I do the very same using pellet hops with no issues.
 
Hmm, maybe I spoke out of turn! In my head, that all sounds like a lot of work. Granted, maybe the Randall wouldn't allow you to soak the hops, so you may not get as much of a hop aroma, but I feel like it would be easier, and less messy. I suppose if it works for you, go with it! It's certainly be a cheaper option.
I've brewed using a paint strainer in a hop spidering pellets, but there was still a decent amount of sediment at the bottom of the kettle, that's why I doubted it with pellet dry hopping.
 
So neither then! I should suspend it in the middle of the keg. Any issues with sinking it to the bottom? I kinda figure that way all the beer needs to go through it.
 
Once the hops become saturated, the bag will sink to the level of your tether. Hoppy goodness will permeate the entire keg, no need to pull through the bag.

-d
 
I dry hop in the keg all the time, in fact that's pretty much the only place I dry hop. What I do: put my leaf hops (leaf hops only) in a 1 gal. paint strainer bag (that has been sanitized), tie up the bag (either a knot or a small zip tie) add a leader of plain dental floss, toss it in the keg & rack on top of it. I thread the floss under the lid o-ring & position it 1/4 to 1/2 way from the top. If I'm not drinking the keg fast enough to get the beer level below the bag within my time frame, I'll pull it in 10 days or so. I've had excellent results, adding huge aroma, plus some "crispness" that is hard to get otherwise.

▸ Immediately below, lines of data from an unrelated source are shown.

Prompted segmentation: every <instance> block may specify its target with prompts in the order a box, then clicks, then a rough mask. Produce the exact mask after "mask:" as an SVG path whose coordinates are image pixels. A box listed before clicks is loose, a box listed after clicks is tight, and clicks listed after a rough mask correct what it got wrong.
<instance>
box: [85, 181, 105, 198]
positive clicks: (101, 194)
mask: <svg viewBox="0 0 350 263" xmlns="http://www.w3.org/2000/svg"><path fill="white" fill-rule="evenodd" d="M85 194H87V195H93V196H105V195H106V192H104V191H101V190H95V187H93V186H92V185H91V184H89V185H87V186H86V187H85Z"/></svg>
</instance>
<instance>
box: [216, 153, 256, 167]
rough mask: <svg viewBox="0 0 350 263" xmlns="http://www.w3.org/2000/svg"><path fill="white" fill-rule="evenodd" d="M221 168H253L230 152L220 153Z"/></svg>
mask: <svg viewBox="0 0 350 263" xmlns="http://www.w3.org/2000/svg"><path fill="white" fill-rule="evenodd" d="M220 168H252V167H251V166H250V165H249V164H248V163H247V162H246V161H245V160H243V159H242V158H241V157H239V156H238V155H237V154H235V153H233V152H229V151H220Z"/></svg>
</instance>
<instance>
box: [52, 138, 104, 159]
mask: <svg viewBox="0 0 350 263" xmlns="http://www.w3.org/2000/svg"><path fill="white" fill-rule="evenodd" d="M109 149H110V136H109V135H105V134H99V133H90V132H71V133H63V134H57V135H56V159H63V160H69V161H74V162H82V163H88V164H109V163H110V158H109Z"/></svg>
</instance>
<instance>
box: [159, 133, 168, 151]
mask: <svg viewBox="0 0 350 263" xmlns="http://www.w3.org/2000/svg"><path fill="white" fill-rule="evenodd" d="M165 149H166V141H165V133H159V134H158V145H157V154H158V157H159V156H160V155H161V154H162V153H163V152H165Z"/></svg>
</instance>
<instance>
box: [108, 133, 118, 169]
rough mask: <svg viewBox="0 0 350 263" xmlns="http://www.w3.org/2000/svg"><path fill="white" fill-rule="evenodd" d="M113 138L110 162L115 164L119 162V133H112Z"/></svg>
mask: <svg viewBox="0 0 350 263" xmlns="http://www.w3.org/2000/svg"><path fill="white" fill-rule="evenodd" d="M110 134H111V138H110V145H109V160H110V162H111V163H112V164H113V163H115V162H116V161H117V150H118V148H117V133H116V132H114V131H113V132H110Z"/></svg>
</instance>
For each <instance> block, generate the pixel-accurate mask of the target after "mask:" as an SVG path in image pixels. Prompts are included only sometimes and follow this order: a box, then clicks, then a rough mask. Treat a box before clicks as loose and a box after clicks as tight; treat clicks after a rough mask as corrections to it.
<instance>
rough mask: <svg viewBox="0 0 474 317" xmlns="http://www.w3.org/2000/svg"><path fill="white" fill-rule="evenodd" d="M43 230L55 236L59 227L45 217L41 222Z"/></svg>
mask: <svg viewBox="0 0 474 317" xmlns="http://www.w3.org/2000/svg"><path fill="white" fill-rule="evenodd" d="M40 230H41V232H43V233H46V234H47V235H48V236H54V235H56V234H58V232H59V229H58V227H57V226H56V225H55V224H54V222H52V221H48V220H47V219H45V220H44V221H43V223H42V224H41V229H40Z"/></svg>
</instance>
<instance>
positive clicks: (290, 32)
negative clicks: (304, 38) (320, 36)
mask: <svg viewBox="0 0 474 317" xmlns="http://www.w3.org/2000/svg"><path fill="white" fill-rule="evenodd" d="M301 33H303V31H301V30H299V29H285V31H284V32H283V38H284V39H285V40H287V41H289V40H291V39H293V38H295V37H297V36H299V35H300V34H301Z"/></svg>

This, I use enough dental floss to have bag hang down about 3/4 of the way. Works great. Huge hop nose.
 
I bought one of those metal tea balls that are for sale on northernbrewer and use pellet hops. I get great hop aroma. I love some Amarillo dry hops in my pale/amber ales!
 
I bought one of those metal tea balls that are for sale on northernbrewer and use pellet hops. I get great hop aroma. I love some Amarillo dry hops in my pale/amber ales!

I think those only fit about 1 oz though once the hops expand. They work great for small dry hop amounts. I dry hop usually from 6-8oz at a time which fills up about half a one gallon paint bag.
 
I use pellets in a standard fine mesh bag and just throw them in. no suspending or anything. works for me.:mug:
 
I've tried this a few ways, and the best way thus far is to suspend a tied off 1 gal paint strainer bag with Teflon pipe thread tape laid flat against the keg lid opening, and the excess looped around the keg handle. It allows the bag to suspend perfectly without causing any co2 leaks.

I've also just tossed in a paint strainer bag full of hops with a few marbles and let that drain with the keg... Worked equally well, but after 3 weeks, I like to pull the hops if I haven't killed the keg yet.
 
In the same vein, I received a filtration kit from Santa. How will the dry hopping be affected by filtration. My current plan is dry hop, filter, bottle.
Thoughts?
 
In the same vein, I received a filtration kit from Santa. How will the dry hopping be affected by filtration. My current plan is dry hop, filter, bottle.
Thoughts?

If you filter with a medium filter, there shouldn't be too much effect. If you use a fine filter, you will strip out the yeast, but potentially much of the flavor of the beer (along with polyphenols) and hops flavor.
 
ive dry hopped in the keg before with horrible results. clogging everything then just sticking my autosiphon in and racking off. ive recently done it again using TASTY'S method and it came out great without any clogging. dry hop in keg(68). rouse hops with co2 via beer out post(2x day). lay keg on its side at a slight angle for 20 min with the gas in side down. hook up a jumper line to another clean purged keg(gas in to beer out) and pushing co2 through the beer in of the dry hopped keg. it took a LONG time for it to trasfer(1 hour) to the new keg but there was little to no hop particles in the new keg.